$\lim_{r\to0}f(r\cos\theta,r\sin\theta)=0$ does not imply $\lim_{(x,y)\to(0,0)}f(x,y)=0$

Question

I came across this limit today:$$\lim_{(x,y)\to(0,0)}\frac{x^3y}{x^6+y^2}$$Substituting $x=r\cos\theta,y=r\sin\theta$ gave$$\lim_{r\to0}\frac{r^2\cos^3\theta\sin\theta}{r^4\cos^6\theta+\sin^2\theta}$$which is $0$. Yet the limit doesn't exist since along the path $y=x^3$ it is $1/2$. I do realize that taking $x^3=m$ in the original limit will yield$$\lim_{(m,y)\to(0,0)}\frac{my}{m^2+y^2}$$which is easily seen to be path dependent. Why did the polar substitution not work? As I see it, a lot of books make this substitution to prove that a limit exists. Are those proofs wrong? Is this not sufficient to show that a limit exists? In which case, besides the sandwich theorem and $\varepsilon-\delta$ approach, do we have no other tool to establish the existence of a limit?

Answer 1

Since $\theta$ could change as $r\to 0$, you may not conclude that $\frac{r^2\cos^3\theta\sin\theta}{r^4\cos^6\theta+\sin^2\theta}$ goes to zero!

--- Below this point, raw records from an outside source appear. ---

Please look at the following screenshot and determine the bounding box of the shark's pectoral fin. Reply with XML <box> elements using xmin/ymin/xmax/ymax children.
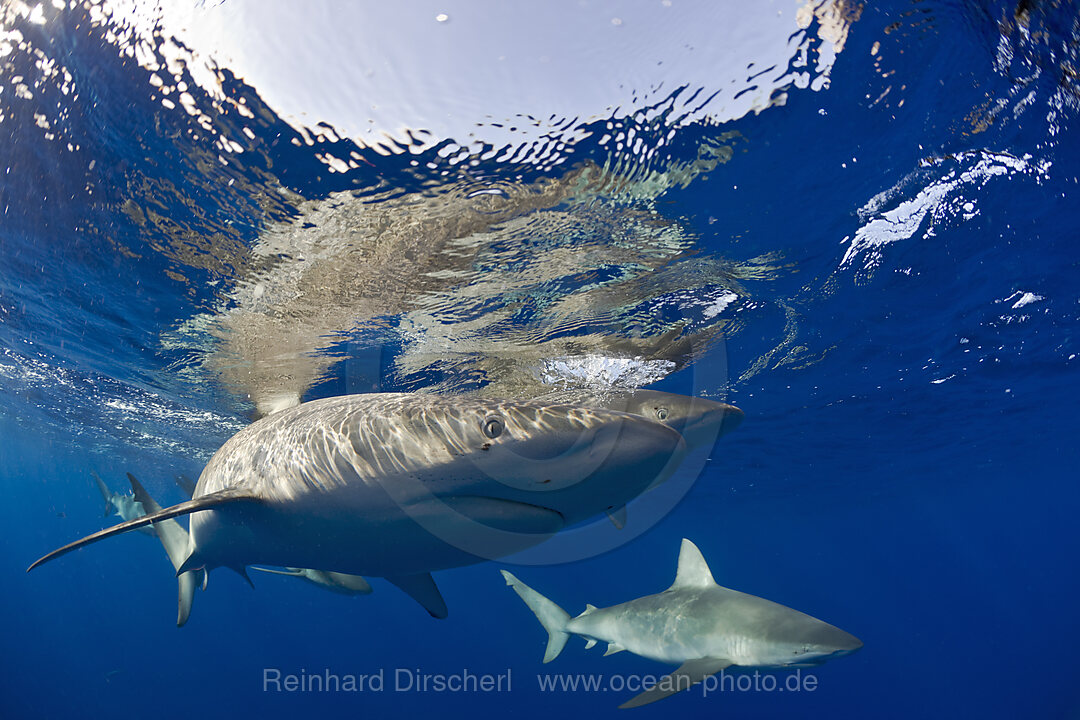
<box><xmin>28</xmin><ymin>488</ymin><xmax>258</xmax><ymax>572</ymax></box>
<box><xmin>230</xmin><ymin>566</ymin><xmax>255</xmax><ymax>588</ymax></box>
<box><xmin>618</xmin><ymin>658</ymin><xmax>733</xmax><ymax>710</ymax></box>
<box><xmin>386</xmin><ymin>573</ymin><xmax>448</xmax><ymax>619</ymax></box>
<box><xmin>606</xmin><ymin>506</ymin><xmax>627</xmax><ymax>530</ymax></box>
<box><xmin>603</xmin><ymin>642</ymin><xmax>625</xmax><ymax>657</ymax></box>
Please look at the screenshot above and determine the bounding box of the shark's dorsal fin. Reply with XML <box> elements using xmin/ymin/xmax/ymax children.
<box><xmin>669</xmin><ymin>538</ymin><xmax>715</xmax><ymax>589</ymax></box>
<box><xmin>27</xmin><ymin>488</ymin><xmax>258</xmax><ymax>572</ymax></box>
<box><xmin>386</xmin><ymin>573</ymin><xmax>448</xmax><ymax>619</ymax></box>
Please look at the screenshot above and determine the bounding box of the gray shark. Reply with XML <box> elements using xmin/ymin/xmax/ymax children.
<box><xmin>250</xmin><ymin>567</ymin><xmax>374</xmax><ymax>595</ymax></box>
<box><xmin>91</xmin><ymin>471</ymin><xmax>155</xmax><ymax>536</ymax></box>
<box><xmin>501</xmin><ymin>538</ymin><xmax>861</xmax><ymax>708</ymax></box>
<box><xmin>30</xmin><ymin>393</ymin><xmax>691</xmax><ymax>619</ymax></box>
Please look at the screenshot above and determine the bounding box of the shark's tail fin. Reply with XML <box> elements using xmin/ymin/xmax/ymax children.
<box><xmin>126</xmin><ymin>473</ymin><xmax>205</xmax><ymax>627</ymax></box>
<box><xmin>501</xmin><ymin>570</ymin><xmax>571</xmax><ymax>663</ymax></box>
<box><xmin>91</xmin><ymin>471</ymin><xmax>112</xmax><ymax>518</ymax></box>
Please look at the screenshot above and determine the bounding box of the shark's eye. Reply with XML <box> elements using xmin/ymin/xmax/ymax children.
<box><xmin>655</xmin><ymin>407</ymin><xmax>669</xmax><ymax>421</ymax></box>
<box><xmin>482</xmin><ymin>415</ymin><xmax>505</xmax><ymax>439</ymax></box>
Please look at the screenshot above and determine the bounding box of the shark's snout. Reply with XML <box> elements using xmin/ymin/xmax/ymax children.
<box><xmin>699</xmin><ymin>402</ymin><xmax>743</xmax><ymax>437</ymax></box>
<box><xmin>832</xmin><ymin>631</ymin><xmax>863</xmax><ymax>655</ymax></box>
<box><xmin>805</xmin><ymin>623</ymin><xmax>863</xmax><ymax>660</ymax></box>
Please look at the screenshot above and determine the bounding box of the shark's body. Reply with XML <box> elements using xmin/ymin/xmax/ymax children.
<box><xmin>32</xmin><ymin>393</ymin><xmax>694</xmax><ymax>619</ymax></box>
<box><xmin>502</xmin><ymin>539</ymin><xmax>861</xmax><ymax>708</ymax></box>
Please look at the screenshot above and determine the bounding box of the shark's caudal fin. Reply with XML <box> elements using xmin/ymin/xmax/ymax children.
<box><xmin>501</xmin><ymin>570</ymin><xmax>571</xmax><ymax>663</ymax></box>
<box><xmin>91</xmin><ymin>471</ymin><xmax>112</xmax><ymax>518</ymax></box>
<box><xmin>27</xmin><ymin>488</ymin><xmax>257</xmax><ymax>572</ymax></box>
<box><xmin>126</xmin><ymin>473</ymin><xmax>205</xmax><ymax>627</ymax></box>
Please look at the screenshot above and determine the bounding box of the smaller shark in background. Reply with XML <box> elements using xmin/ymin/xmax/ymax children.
<box><xmin>92</xmin><ymin>471</ymin><xmax>155</xmax><ymax>536</ymax></box>
<box><xmin>250</xmin><ymin>567</ymin><xmax>373</xmax><ymax>595</ymax></box>
<box><xmin>502</xmin><ymin>539</ymin><xmax>862</xmax><ymax>709</ymax></box>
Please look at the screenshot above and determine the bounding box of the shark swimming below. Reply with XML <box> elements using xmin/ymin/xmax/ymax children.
<box><xmin>30</xmin><ymin>392</ymin><xmax>718</xmax><ymax>619</ymax></box>
<box><xmin>502</xmin><ymin>538</ymin><xmax>862</xmax><ymax>708</ymax></box>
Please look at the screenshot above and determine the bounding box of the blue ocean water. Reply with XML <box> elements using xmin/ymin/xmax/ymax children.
<box><xmin>1</xmin><ymin>1</ymin><xmax>1078</xmax><ymax>718</ymax></box>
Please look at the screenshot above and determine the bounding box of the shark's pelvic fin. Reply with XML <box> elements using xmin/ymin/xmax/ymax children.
<box><xmin>669</xmin><ymin>538</ymin><xmax>716</xmax><ymax>590</ymax></box>
<box><xmin>324</xmin><ymin>572</ymin><xmax>374</xmax><ymax>594</ymax></box>
<box><xmin>126</xmin><ymin>472</ymin><xmax>203</xmax><ymax>627</ymax></box>
<box><xmin>386</xmin><ymin>573</ymin><xmax>448</xmax><ymax>619</ymax></box>
<box><xmin>606</xmin><ymin>505</ymin><xmax>627</xmax><ymax>530</ymax></box>
<box><xmin>501</xmin><ymin>570</ymin><xmax>571</xmax><ymax>663</ymax></box>
<box><xmin>584</xmin><ymin>639</ymin><xmax>597</xmax><ymax>650</ymax></box>
<box><xmin>27</xmin><ymin>488</ymin><xmax>258</xmax><ymax>572</ymax></box>
<box><xmin>603</xmin><ymin>642</ymin><xmax>625</xmax><ymax>657</ymax></box>
<box><xmin>229</xmin><ymin>566</ymin><xmax>255</xmax><ymax>588</ymax></box>
<box><xmin>618</xmin><ymin>658</ymin><xmax>733</xmax><ymax>709</ymax></box>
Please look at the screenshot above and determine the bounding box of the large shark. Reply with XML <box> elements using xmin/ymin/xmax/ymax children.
<box><xmin>501</xmin><ymin>538</ymin><xmax>862</xmax><ymax>708</ymax></box>
<box><xmin>30</xmin><ymin>393</ymin><xmax>693</xmax><ymax>619</ymax></box>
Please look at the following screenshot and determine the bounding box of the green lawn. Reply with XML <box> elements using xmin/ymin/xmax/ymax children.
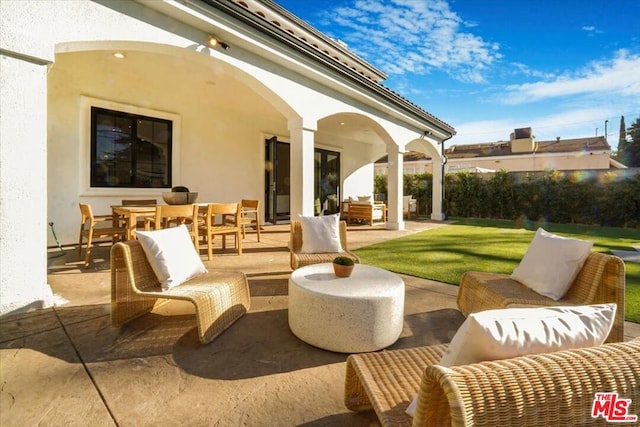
<box><xmin>354</xmin><ymin>218</ymin><xmax>640</xmax><ymax>323</ymax></box>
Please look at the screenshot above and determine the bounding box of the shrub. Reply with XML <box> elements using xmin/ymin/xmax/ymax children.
<box><xmin>333</xmin><ymin>256</ymin><xmax>355</xmax><ymax>266</ymax></box>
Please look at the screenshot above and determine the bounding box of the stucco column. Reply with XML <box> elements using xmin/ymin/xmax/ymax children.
<box><xmin>0</xmin><ymin>52</ymin><xmax>55</xmax><ymax>315</ymax></box>
<box><xmin>386</xmin><ymin>145</ymin><xmax>405</xmax><ymax>231</ymax></box>
<box><xmin>431</xmin><ymin>145</ymin><xmax>445</xmax><ymax>221</ymax></box>
<box><xmin>288</xmin><ymin>117</ymin><xmax>317</xmax><ymax>219</ymax></box>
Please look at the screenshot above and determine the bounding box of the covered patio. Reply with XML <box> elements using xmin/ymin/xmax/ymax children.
<box><xmin>2</xmin><ymin>221</ymin><xmax>639</xmax><ymax>426</ymax></box>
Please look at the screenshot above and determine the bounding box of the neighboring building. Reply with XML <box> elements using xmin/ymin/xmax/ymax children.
<box><xmin>0</xmin><ymin>0</ymin><xmax>454</xmax><ymax>315</ymax></box>
<box><xmin>375</xmin><ymin>127</ymin><xmax>620</xmax><ymax>175</ymax></box>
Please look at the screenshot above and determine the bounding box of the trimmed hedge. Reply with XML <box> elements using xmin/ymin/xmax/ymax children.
<box><xmin>375</xmin><ymin>170</ymin><xmax>640</xmax><ymax>228</ymax></box>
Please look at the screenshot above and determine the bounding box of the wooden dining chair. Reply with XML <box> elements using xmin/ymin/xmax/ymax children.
<box><xmin>78</xmin><ymin>203</ymin><xmax>126</xmax><ymax>267</ymax></box>
<box><xmin>143</xmin><ymin>204</ymin><xmax>200</xmax><ymax>248</ymax></box>
<box><xmin>199</xmin><ymin>203</ymin><xmax>242</xmax><ymax>260</ymax></box>
<box><xmin>224</xmin><ymin>199</ymin><xmax>261</xmax><ymax>242</ymax></box>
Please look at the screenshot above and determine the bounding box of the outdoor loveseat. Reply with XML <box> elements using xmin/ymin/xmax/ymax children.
<box><xmin>345</xmin><ymin>339</ymin><xmax>639</xmax><ymax>426</ymax></box>
<box><xmin>457</xmin><ymin>251</ymin><xmax>625</xmax><ymax>342</ymax></box>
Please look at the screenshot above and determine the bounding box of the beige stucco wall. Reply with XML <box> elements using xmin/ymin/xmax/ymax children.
<box><xmin>450</xmin><ymin>152</ymin><xmax>611</xmax><ymax>172</ymax></box>
<box><xmin>0</xmin><ymin>54</ymin><xmax>55</xmax><ymax>314</ymax></box>
<box><xmin>1</xmin><ymin>0</ymin><xmax>446</xmax><ymax>314</ymax></box>
<box><xmin>377</xmin><ymin>151</ymin><xmax>611</xmax><ymax>175</ymax></box>
<box><xmin>48</xmin><ymin>48</ymin><xmax>286</xmax><ymax>245</ymax></box>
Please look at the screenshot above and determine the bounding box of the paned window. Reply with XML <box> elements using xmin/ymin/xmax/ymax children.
<box><xmin>90</xmin><ymin>107</ymin><xmax>172</xmax><ymax>188</ymax></box>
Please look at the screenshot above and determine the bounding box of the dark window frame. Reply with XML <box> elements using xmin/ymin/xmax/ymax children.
<box><xmin>90</xmin><ymin>106</ymin><xmax>173</xmax><ymax>188</ymax></box>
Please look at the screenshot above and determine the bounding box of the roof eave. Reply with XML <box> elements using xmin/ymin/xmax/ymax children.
<box><xmin>196</xmin><ymin>0</ymin><xmax>455</xmax><ymax>137</ymax></box>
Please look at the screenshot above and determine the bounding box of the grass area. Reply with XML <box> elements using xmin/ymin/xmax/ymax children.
<box><xmin>354</xmin><ymin>218</ymin><xmax>640</xmax><ymax>323</ymax></box>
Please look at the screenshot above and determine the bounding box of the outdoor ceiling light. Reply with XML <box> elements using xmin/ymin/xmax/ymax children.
<box><xmin>207</xmin><ymin>36</ymin><xmax>230</xmax><ymax>51</ymax></box>
<box><xmin>112</xmin><ymin>52</ymin><xmax>126</xmax><ymax>59</ymax></box>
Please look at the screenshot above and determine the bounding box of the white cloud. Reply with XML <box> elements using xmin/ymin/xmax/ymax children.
<box><xmin>502</xmin><ymin>50</ymin><xmax>640</xmax><ymax>104</ymax></box>
<box><xmin>320</xmin><ymin>0</ymin><xmax>501</xmax><ymax>83</ymax></box>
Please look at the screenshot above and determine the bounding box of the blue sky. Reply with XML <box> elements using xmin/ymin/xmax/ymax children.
<box><xmin>275</xmin><ymin>0</ymin><xmax>640</xmax><ymax>150</ymax></box>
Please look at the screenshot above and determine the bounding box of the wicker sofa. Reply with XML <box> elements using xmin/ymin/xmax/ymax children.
<box><xmin>345</xmin><ymin>339</ymin><xmax>640</xmax><ymax>426</ymax></box>
<box><xmin>457</xmin><ymin>252</ymin><xmax>625</xmax><ymax>343</ymax></box>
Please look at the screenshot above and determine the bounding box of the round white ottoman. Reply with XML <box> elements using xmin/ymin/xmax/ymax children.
<box><xmin>288</xmin><ymin>263</ymin><xmax>405</xmax><ymax>353</ymax></box>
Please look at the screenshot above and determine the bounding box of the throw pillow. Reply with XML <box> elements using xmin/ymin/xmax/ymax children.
<box><xmin>511</xmin><ymin>228</ymin><xmax>593</xmax><ymax>300</ymax></box>
<box><xmin>357</xmin><ymin>195</ymin><xmax>372</xmax><ymax>202</ymax></box>
<box><xmin>406</xmin><ymin>303</ymin><xmax>616</xmax><ymax>417</ymax></box>
<box><xmin>440</xmin><ymin>303</ymin><xmax>616</xmax><ymax>366</ymax></box>
<box><xmin>136</xmin><ymin>225</ymin><xmax>208</xmax><ymax>291</ymax></box>
<box><xmin>299</xmin><ymin>214</ymin><xmax>343</xmax><ymax>253</ymax></box>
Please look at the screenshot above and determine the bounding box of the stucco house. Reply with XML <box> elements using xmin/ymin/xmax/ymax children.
<box><xmin>0</xmin><ymin>0</ymin><xmax>455</xmax><ymax>315</ymax></box>
<box><xmin>375</xmin><ymin>127</ymin><xmax>619</xmax><ymax>175</ymax></box>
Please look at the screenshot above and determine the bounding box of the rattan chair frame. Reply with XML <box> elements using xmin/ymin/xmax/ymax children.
<box><xmin>110</xmin><ymin>240</ymin><xmax>250</xmax><ymax>344</ymax></box>
<box><xmin>345</xmin><ymin>340</ymin><xmax>640</xmax><ymax>427</ymax></box>
<box><xmin>457</xmin><ymin>252</ymin><xmax>625</xmax><ymax>343</ymax></box>
<box><xmin>289</xmin><ymin>220</ymin><xmax>360</xmax><ymax>270</ymax></box>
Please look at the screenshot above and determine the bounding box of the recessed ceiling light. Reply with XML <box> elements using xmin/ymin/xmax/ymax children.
<box><xmin>112</xmin><ymin>52</ymin><xmax>126</xmax><ymax>59</ymax></box>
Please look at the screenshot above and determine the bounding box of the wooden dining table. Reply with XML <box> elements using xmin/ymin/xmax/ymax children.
<box><xmin>111</xmin><ymin>205</ymin><xmax>157</xmax><ymax>240</ymax></box>
<box><xmin>111</xmin><ymin>203</ymin><xmax>211</xmax><ymax>240</ymax></box>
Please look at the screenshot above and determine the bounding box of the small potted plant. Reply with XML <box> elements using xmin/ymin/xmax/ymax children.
<box><xmin>333</xmin><ymin>255</ymin><xmax>355</xmax><ymax>278</ymax></box>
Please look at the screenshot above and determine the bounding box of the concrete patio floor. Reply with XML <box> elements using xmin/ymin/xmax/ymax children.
<box><xmin>2</xmin><ymin>220</ymin><xmax>639</xmax><ymax>426</ymax></box>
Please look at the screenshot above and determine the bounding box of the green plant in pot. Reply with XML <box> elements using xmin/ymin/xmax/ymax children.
<box><xmin>333</xmin><ymin>255</ymin><xmax>355</xmax><ymax>278</ymax></box>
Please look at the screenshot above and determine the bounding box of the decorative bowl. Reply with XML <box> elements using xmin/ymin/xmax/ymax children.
<box><xmin>161</xmin><ymin>192</ymin><xmax>199</xmax><ymax>205</ymax></box>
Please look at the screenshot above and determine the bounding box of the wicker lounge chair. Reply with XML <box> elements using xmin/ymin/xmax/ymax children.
<box><xmin>345</xmin><ymin>339</ymin><xmax>640</xmax><ymax>426</ymax></box>
<box><xmin>110</xmin><ymin>240</ymin><xmax>250</xmax><ymax>344</ymax></box>
<box><xmin>457</xmin><ymin>252</ymin><xmax>625</xmax><ymax>342</ymax></box>
<box><xmin>289</xmin><ymin>220</ymin><xmax>360</xmax><ymax>270</ymax></box>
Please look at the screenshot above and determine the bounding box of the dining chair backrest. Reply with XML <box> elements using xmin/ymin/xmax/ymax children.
<box><xmin>121</xmin><ymin>199</ymin><xmax>156</xmax><ymax>206</ymax></box>
<box><xmin>79</xmin><ymin>202</ymin><xmax>95</xmax><ymax>225</ymax></box>
<box><xmin>240</xmin><ymin>199</ymin><xmax>259</xmax><ymax>213</ymax></box>
<box><xmin>204</xmin><ymin>203</ymin><xmax>240</xmax><ymax>227</ymax></box>
<box><xmin>150</xmin><ymin>204</ymin><xmax>199</xmax><ymax>230</ymax></box>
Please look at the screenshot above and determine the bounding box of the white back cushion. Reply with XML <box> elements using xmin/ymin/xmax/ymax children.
<box><xmin>440</xmin><ymin>304</ymin><xmax>616</xmax><ymax>366</ymax></box>
<box><xmin>299</xmin><ymin>214</ymin><xmax>343</xmax><ymax>253</ymax></box>
<box><xmin>511</xmin><ymin>228</ymin><xmax>593</xmax><ymax>300</ymax></box>
<box><xmin>407</xmin><ymin>303</ymin><xmax>616</xmax><ymax>417</ymax></box>
<box><xmin>136</xmin><ymin>225</ymin><xmax>208</xmax><ymax>291</ymax></box>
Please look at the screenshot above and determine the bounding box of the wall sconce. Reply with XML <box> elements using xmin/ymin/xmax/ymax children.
<box><xmin>207</xmin><ymin>36</ymin><xmax>230</xmax><ymax>50</ymax></box>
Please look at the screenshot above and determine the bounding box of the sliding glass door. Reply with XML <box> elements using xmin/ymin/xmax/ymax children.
<box><xmin>264</xmin><ymin>136</ymin><xmax>290</xmax><ymax>224</ymax></box>
<box><xmin>314</xmin><ymin>148</ymin><xmax>340</xmax><ymax>215</ymax></box>
<box><xmin>265</xmin><ymin>139</ymin><xmax>340</xmax><ymax>221</ymax></box>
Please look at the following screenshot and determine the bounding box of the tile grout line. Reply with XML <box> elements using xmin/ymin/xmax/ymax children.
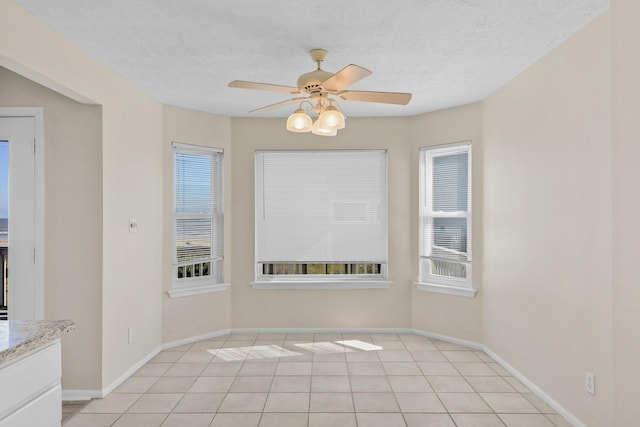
<box><xmin>67</xmin><ymin>333</ymin><xmax>570</xmax><ymax>427</ymax></box>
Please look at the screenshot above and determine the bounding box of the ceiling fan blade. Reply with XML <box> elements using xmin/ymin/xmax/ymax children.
<box><xmin>229</xmin><ymin>80</ymin><xmax>300</xmax><ymax>94</ymax></box>
<box><xmin>322</xmin><ymin>64</ymin><xmax>372</xmax><ymax>92</ymax></box>
<box><xmin>249</xmin><ymin>97</ymin><xmax>307</xmax><ymax>113</ymax></box>
<box><xmin>338</xmin><ymin>90</ymin><xmax>412</xmax><ymax>105</ymax></box>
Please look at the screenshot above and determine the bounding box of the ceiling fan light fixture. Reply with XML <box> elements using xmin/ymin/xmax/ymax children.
<box><xmin>286</xmin><ymin>109</ymin><xmax>312</xmax><ymax>132</ymax></box>
<box><xmin>229</xmin><ymin>49</ymin><xmax>411</xmax><ymax>137</ymax></box>
<box><xmin>311</xmin><ymin>119</ymin><xmax>337</xmax><ymax>136</ymax></box>
<box><xmin>317</xmin><ymin>106</ymin><xmax>345</xmax><ymax>130</ymax></box>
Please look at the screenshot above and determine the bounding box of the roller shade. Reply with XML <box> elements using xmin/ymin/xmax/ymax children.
<box><xmin>255</xmin><ymin>150</ymin><xmax>387</xmax><ymax>264</ymax></box>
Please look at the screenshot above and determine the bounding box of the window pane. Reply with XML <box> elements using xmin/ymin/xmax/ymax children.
<box><xmin>430</xmin><ymin>259</ymin><xmax>467</xmax><ymax>279</ymax></box>
<box><xmin>433</xmin><ymin>152</ymin><xmax>468</xmax><ymax>212</ymax></box>
<box><xmin>0</xmin><ymin>142</ymin><xmax>7</xmax><ymax>275</ymax></box>
<box><xmin>432</xmin><ymin>217</ymin><xmax>467</xmax><ymax>259</ymax></box>
<box><xmin>175</xmin><ymin>152</ymin><xmax>211</xmax><ymax>214</ymax></box>
<box><xmin>0</xmin><ymin>142</ymin><xmax>7</xmax><ymax>220</ymax></box>
<box><xmin>259</xmin><ymin>262</ymin><xmax>382</xmax><ymax>276</ymax></box>
<box><xmin>176</xmin><ymin>218</ymin><xmax>211</xmax><ymax>262</ymax></box>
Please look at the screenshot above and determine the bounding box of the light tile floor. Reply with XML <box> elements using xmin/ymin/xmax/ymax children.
<box><xmin>63</xmin><ymin>333</ymin><xmax>572</xmax><ymax>427</ymax></box>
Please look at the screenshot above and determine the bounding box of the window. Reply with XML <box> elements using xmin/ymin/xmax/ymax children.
<box><xmin>169</xmin><ymin>142</ymin><xmax>226</xmax><ymax>298</ymax></box>
<box><xmin>254</xmin><ymin>150</ymin><xmax>390</xmax><ymax>289</ymax></box>
<box><xmin>418</xmin><ymin>142</ymin><xmax>474</xmax><ymax>297</ymax></box>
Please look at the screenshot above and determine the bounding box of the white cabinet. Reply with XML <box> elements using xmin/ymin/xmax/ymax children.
<box><xmin>0</xmin><ymin>340</ymin><xmax>62</xmax><ymax>427</ymax></box>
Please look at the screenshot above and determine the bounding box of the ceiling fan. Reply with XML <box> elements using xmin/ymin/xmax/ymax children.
<box><xmin>228</xmin><ymin>49</ymin><xmax>412</xmax><ymax>135</ymax></box>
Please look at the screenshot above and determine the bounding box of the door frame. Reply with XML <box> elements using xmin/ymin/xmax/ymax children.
<box><xmin>0</xmin><ymin>108</ymin><xmax>44</xmax><ymax>319</ymax></box>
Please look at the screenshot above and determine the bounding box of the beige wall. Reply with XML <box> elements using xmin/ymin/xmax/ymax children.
<box><xmin>230</xmin><ymin>108</ymin><xmax>484</xmax><ymax>337</ymax></box>
<box><xmin>1</xmin><ymin>0</ymin><xmax>163</xmax><ymax>390</ymax></box>
<box><xmin>409</xmin><ymin>103</ymin><xmax>484</xmax><ymax>342</ymax></box>
<box><xmin>100</xmin><ymin>97</ymin><xmax>162</xmax><ymax>387</ymax></box>
<box><xmin>230</xmin><ymin>117</ymin><xmax>414</xmax><ymax>329</ymax></box>
<box><xmin>611</xmin><ymin>0</ymin><xmax>640</xmax><ymax>424</ymax></box>
<box><xmin>162</xmin><ymin>105</ymin><xmax>232</xmax><ymax>343</ymax></box>
<box><xmin>483</xmin><ymin>12</ymin><xmax>613</xmax><ymax>425</ymax></box>
<box><xmin>0</xmin><ymin>66</ymin><xmax>103</xmax><ymax>390</ymax></box>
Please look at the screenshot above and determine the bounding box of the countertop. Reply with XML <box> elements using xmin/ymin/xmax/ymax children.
<box><xmin>0</xmin><ymin>320</ymin><xmax>74</xmax><ymax>366</ymax></box>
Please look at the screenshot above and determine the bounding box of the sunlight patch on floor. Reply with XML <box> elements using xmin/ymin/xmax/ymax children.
<box><xmin>337</xmin><ymin>339</ymin><xmax>383</xmax><ymax>351</ymax></box>
<box><xmin>207</xmin><ymin>339</ymin><xmax>384</xmax><ymax>361</ymax></box>
<box><xmin>207</xmin><ymin>345</ymin><xmax>302</xmax><ymax>361</ymax></box>
<box><xmin>294</xmin><ymin>341</ymin><xmax>355</xmax><ymax>354</ymax></box>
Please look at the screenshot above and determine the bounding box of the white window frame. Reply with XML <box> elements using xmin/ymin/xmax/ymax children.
<box><xmin>416</xmin><ymin>142</ymin><xmax>475</xmax><ymax>298</ymax></box>
<box><xmin>252</xmin><ymin>149</ymin><xmax>391</xmax><ymax>290</ymax></box>
<box><xmin>168</xmin><ymin>142</ymin><xmax>228</xmax><ymax>298</ymax></box>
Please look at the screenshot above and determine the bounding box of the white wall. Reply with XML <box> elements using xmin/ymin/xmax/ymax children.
<box><xmin>162</xmin><ymin>105</ymin><xmax>232</xmax><ymax>343</ymax></box>
<box><xmin>483</xmin><ymin>12</ymin><xmax>613</xmax><ymax>425</ymax></box>
<box><xmin>611</xmin><ymin>0</ymin><xmax>640</xmax><ymax>424</ymax></box>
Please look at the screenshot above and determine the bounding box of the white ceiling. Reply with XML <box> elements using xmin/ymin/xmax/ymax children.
<box><xmin>14</xmin><ymin>0</ymin><xmax>608</xmax><ymax>118</ymax></box>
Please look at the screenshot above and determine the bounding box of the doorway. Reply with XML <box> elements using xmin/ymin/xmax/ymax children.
<box><xmin>0</xmin><ymin>140</ymin><xmax>9</xmax><ymax>320</ymax></box>
<box><xmin>0</xmin><ymin>109</ymin><xmax>43</xmax><ymax>320</ymax></box>
<box><xmin>0</xmin><ymin>140</ymin><xmax>6</xmax><ymax>319</ymax></box>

Take $\theta=r^2$, then as $r\to 0^+$ we have $$\frac{r^2\cos^3\theta\sin\theta}{r^4\cos^6\theta+\sin^2\theta}\sim \frac{r^2\cdot r^2}{r^4+r^4}\to \frac{1}{2}.$$ Of course, if $\theta=\theta_0$, a constant angle, then as $r\to 0^+$ $$\frac{r^2\cos^3\theta_0\sin\theta_0}{r^4\cos^6\theta_0+\sin^2\theta_0} \to 0.$$ So we may conclude that, even by using polar coordinates, the given limit does not exist.

Answer 2

In order to prove that some limit does not exist you can find a substitution (like those you mentioned) such that the resulting limit does not exist. Some times polar substitution works some times it doesn't. Every time you choose the appropriate substitution depending on the expresion that you have.

Answer 3

This is more of a comment on the use of polar coordinates in problems like this.

If I were to write a proof of a limit of this type using polar coordinates, for example, $$\lim_{(x,y)\to(0,0)}\frac{x^2y}{x^2+y^2}$$ I would write: $$\left|\frac{x^2y}{x^2+y^2}\right|\\ =\left|\frac{r^3\cos^2\theta\sin\theta}{r^2}\right|\\ =r|\cos^2\theta\sin\theta|\leq r$$ The last inequality is crucial for a correct proof. But your example does not allow this.